Thankfully, there is Sukkot. During this holiday we read the book of Kohelet, Ecclesiastes. Kohelet reminds us that there is a "time for everything under heaven." In the famous third chapter we are told that there is a time for living, for dying, for laughing, for weeping. We think ourselves masters of time but the true artistry of life is to live fully in time's passing.

The sukkah is a symbol of impermanence. If a sukkah is built so that it is too sturdy it is not a kosher sukkah. We must sit in something that is fragile, fleeting, sure to disappear tomorrow, for that is our fate as well. I have never seen a clock hang in a sukkah; the sukkah itself is a symbol of impermanence. In the sukkah each person knows that he does not have forever, and that our obsession with controlling each instant is actually an expression of the anxiety that we are mortal. How much better to understand and accept our fate, an acceptance encouraged by the practice of sitting in this makeshift booth, as the structure of the sukkah contains within it a powerful secret.

Not only must a sukkah be fragile, but its roof must be porous. You cannot fulfill the mitzvah of sitting in a sukkah unless the braches that form the roof have sufficient space between them so that one can see the stars. The stars remind us that there is something eternal. God endures when we pass away.

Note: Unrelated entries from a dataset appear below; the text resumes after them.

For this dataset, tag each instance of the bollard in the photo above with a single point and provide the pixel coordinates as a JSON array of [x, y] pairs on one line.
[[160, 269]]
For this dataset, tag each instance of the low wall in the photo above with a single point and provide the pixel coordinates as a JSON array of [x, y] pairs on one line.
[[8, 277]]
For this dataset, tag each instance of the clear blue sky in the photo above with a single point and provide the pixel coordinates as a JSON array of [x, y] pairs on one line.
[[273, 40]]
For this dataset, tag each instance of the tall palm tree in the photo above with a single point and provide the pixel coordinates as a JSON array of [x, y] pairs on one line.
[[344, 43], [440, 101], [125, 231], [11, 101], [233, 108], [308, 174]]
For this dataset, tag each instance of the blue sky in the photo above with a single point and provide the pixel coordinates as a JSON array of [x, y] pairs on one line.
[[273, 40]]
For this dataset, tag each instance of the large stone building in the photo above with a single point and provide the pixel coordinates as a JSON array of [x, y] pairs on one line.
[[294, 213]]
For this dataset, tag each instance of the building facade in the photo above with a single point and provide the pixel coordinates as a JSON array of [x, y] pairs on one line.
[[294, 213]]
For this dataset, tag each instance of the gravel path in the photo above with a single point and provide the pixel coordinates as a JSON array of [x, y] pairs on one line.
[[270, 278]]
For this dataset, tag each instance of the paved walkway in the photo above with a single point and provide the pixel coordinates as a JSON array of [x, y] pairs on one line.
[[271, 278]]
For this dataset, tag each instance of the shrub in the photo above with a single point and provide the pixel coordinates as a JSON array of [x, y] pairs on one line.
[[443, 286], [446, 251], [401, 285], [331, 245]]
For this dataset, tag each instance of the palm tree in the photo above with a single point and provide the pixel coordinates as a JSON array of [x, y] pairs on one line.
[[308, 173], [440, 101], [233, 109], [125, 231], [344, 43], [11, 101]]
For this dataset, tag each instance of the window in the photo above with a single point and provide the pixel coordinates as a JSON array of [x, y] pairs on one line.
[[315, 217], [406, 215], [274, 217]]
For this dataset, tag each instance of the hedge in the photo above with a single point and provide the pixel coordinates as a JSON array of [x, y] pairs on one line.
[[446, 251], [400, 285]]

We struggle with time for we are creatures of an instant. But we are also products of eternity and in that realization is a comfort that we should live for the good that will outlast us. Our struggles are not vain or empty because they are temporary. Our kindness will not vanish or our love disappear. Our bodies are composed of the animate dust of dead stars, but the living ones will continue to shine after we are only dust once more.

Enter the sukkah and leave your watch outside. Here time takes a back seat to timelessness. There is beauty in fragility for all things pass away except the One who made all things. As you sit in the sukkah, instead of counting the minutes, count the stars. And praise their Source for this fleeting, bursting, beautiful world.